After reading the article in the March Ophthalmology Management entitled “Are Medical Societies and MDs Out of Sync?” in which the Academy’s medical director of Health Policy is quoted, I feel compelled to respond. Dr. William L. Rich states, “I supported the [health care reform] bill because I thought it was best for the patients and, frankly, it’s best for our docs. We did okay.”

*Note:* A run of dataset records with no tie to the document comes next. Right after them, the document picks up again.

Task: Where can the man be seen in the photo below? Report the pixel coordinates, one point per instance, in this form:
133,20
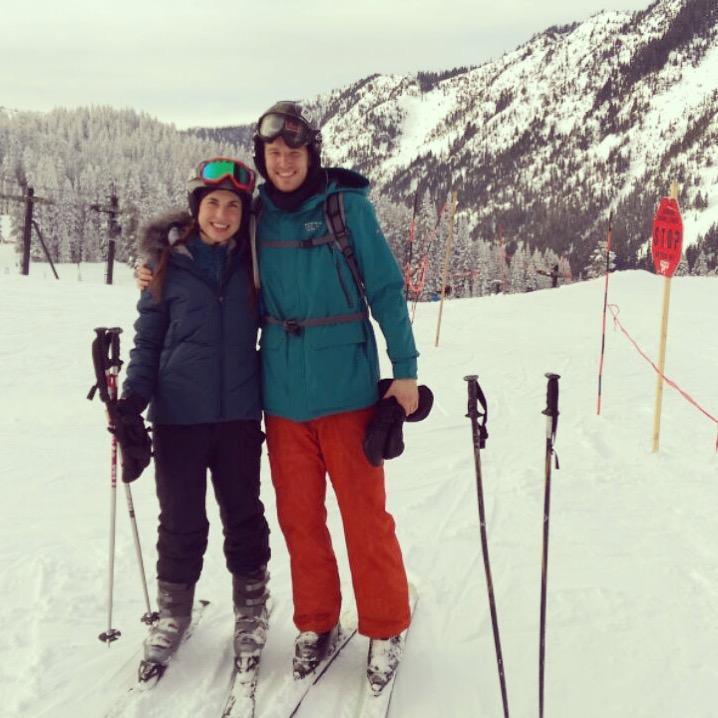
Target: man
320,373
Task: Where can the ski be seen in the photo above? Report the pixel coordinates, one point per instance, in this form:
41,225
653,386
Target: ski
284,697
149,675
376,696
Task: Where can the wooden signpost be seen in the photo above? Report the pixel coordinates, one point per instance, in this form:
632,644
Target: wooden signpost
447,257
666,250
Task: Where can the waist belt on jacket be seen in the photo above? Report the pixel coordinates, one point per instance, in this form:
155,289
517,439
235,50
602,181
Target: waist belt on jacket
295,326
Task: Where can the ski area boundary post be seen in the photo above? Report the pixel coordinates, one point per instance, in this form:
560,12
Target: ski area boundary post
609,238
666,249
551,412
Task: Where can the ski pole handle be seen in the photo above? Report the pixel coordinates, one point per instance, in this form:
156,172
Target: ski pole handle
476,397
551,395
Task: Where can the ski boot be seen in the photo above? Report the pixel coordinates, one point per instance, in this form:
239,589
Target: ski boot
382,661
175,611
311,648
249,593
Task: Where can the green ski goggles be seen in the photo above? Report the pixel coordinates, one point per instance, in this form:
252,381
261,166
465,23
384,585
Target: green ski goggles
218,169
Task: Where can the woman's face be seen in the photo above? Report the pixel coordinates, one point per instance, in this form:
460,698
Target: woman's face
219,216
287,168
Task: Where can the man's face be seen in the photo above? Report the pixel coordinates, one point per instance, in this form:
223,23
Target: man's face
287,168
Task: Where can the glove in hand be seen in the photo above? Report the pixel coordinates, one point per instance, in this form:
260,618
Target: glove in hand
132,436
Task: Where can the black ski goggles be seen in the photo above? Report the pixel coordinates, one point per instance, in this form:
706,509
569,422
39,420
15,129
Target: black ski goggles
218,169
291,129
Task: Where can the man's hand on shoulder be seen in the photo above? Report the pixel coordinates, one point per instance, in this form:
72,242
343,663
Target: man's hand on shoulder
143,276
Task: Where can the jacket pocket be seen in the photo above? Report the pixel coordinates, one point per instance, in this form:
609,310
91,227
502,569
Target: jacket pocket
338,368
336,335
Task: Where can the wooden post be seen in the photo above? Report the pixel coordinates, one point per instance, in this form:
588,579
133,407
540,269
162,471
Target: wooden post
662,350
113,231
27,231
447,258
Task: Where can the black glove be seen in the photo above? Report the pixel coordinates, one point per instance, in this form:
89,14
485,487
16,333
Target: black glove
384,438
132,435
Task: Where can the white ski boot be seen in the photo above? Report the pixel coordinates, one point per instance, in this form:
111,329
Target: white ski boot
175,610
311,648
383,659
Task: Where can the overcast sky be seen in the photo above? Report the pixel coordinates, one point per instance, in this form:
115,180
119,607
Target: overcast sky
212,62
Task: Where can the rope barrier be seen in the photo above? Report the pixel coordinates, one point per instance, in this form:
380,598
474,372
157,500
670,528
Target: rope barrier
614,309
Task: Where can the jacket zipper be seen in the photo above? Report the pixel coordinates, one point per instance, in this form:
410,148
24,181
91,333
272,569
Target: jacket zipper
341,281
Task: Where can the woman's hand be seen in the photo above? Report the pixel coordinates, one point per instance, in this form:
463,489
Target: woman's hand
406,393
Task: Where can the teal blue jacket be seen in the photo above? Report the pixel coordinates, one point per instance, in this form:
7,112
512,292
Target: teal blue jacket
332,368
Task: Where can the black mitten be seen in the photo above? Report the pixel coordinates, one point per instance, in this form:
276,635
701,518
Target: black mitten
384,437
132,436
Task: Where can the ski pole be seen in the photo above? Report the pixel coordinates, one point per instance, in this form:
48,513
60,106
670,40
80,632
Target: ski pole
479,434
149,617
551,412
105,348
106,357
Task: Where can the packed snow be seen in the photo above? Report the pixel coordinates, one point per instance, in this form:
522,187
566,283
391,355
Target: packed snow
633,565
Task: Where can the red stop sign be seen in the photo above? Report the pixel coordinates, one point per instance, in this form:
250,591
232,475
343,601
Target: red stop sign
667,237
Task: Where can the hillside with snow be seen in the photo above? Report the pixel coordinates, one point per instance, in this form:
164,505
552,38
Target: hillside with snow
633,567
547,140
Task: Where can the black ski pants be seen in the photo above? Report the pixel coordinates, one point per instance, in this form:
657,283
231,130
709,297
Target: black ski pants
231,451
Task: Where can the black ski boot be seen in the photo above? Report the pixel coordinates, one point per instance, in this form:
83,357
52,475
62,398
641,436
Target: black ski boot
249,593
311,648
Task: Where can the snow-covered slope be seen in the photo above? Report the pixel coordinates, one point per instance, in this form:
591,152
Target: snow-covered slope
633,576
549,138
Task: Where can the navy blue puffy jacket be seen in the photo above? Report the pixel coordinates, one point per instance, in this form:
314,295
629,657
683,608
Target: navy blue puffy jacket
195,357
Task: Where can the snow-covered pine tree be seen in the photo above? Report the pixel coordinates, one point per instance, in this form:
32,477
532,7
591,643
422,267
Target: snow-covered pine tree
596,266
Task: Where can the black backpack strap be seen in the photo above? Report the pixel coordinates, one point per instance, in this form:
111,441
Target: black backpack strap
254,215
336,221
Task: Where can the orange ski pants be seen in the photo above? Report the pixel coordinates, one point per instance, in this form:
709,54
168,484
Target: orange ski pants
301,454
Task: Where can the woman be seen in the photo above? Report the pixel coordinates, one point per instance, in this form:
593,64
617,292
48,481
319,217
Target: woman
195,363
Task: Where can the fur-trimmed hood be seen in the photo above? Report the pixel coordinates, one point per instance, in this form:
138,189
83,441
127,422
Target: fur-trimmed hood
161,232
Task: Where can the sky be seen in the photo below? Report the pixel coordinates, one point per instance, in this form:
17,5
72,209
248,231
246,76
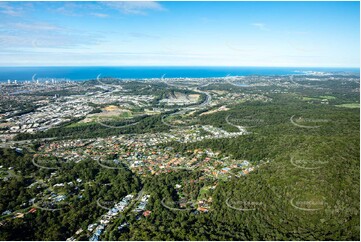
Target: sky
283,34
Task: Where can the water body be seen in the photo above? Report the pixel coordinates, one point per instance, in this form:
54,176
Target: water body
86,73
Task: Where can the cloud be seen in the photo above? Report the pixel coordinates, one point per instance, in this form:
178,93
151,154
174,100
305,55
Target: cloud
139,8
35,26
100,15
143,35
260,26
5,8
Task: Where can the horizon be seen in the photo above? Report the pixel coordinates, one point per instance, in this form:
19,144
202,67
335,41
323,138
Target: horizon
249,34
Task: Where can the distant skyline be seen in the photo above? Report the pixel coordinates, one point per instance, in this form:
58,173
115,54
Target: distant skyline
280,34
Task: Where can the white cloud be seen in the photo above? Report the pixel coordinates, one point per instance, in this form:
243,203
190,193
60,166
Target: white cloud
35,26
5,8
134,7
260,26
100,15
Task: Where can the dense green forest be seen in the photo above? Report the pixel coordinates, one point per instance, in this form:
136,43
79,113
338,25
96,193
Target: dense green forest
309,189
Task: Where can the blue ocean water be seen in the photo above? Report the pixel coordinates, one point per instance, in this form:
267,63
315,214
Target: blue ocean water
86,73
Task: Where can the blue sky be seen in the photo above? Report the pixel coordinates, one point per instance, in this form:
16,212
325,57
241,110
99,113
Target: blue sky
325,34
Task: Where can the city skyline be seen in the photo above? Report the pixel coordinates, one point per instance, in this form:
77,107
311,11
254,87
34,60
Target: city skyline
287,34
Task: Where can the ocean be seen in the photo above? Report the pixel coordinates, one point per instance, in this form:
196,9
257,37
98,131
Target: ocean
86,73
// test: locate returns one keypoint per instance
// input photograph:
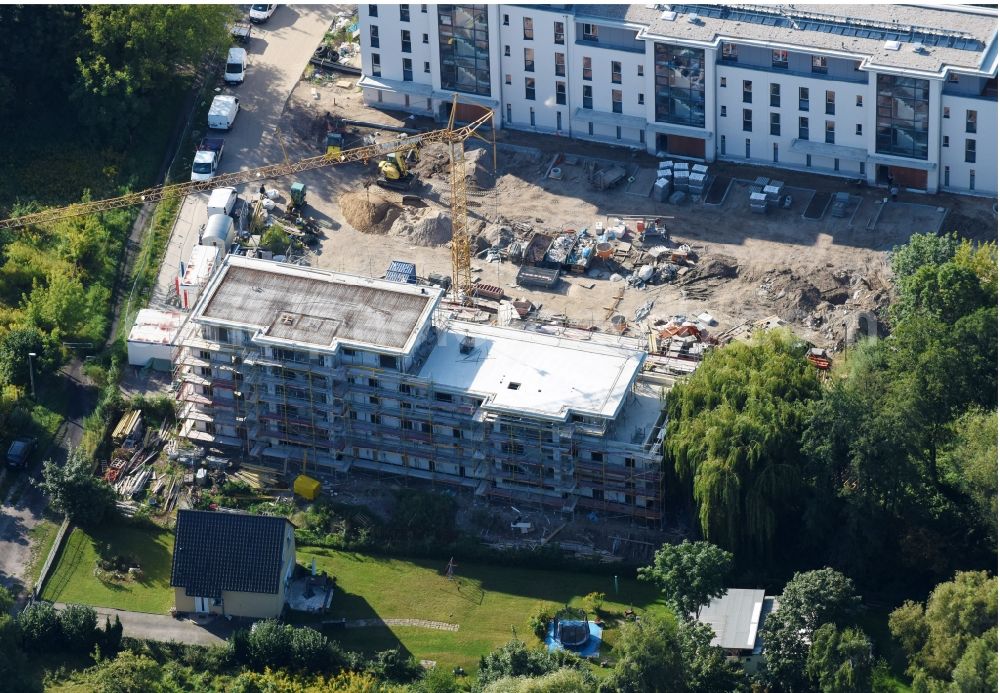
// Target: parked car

Abdicating our primacy as physicians and surgeons to a bureaucrat-run system of rubrics and rationing is not best for physicians, patients or America. I have read and critiqued 55 pages of the bill as part of the Physicians’ Council for Responsible Reform (PCRR) founded by Rep. Tom Price, MD (R–Ga). This bill is the disjointed disassembly of the private sector practice of medicine. It further escalates deficit spending and unfunded mandates, and opens the door to draconian rationing. It reduces physicians to widgets in the system as data gatherers and standardized health care dispensers à la Donald Berwick’s central planning schemes. Many sections are fiscally and logistically unachievable. If you’re interested, you can find my critique and a suggested template for sustainable reform at www.usaHealthalert.org.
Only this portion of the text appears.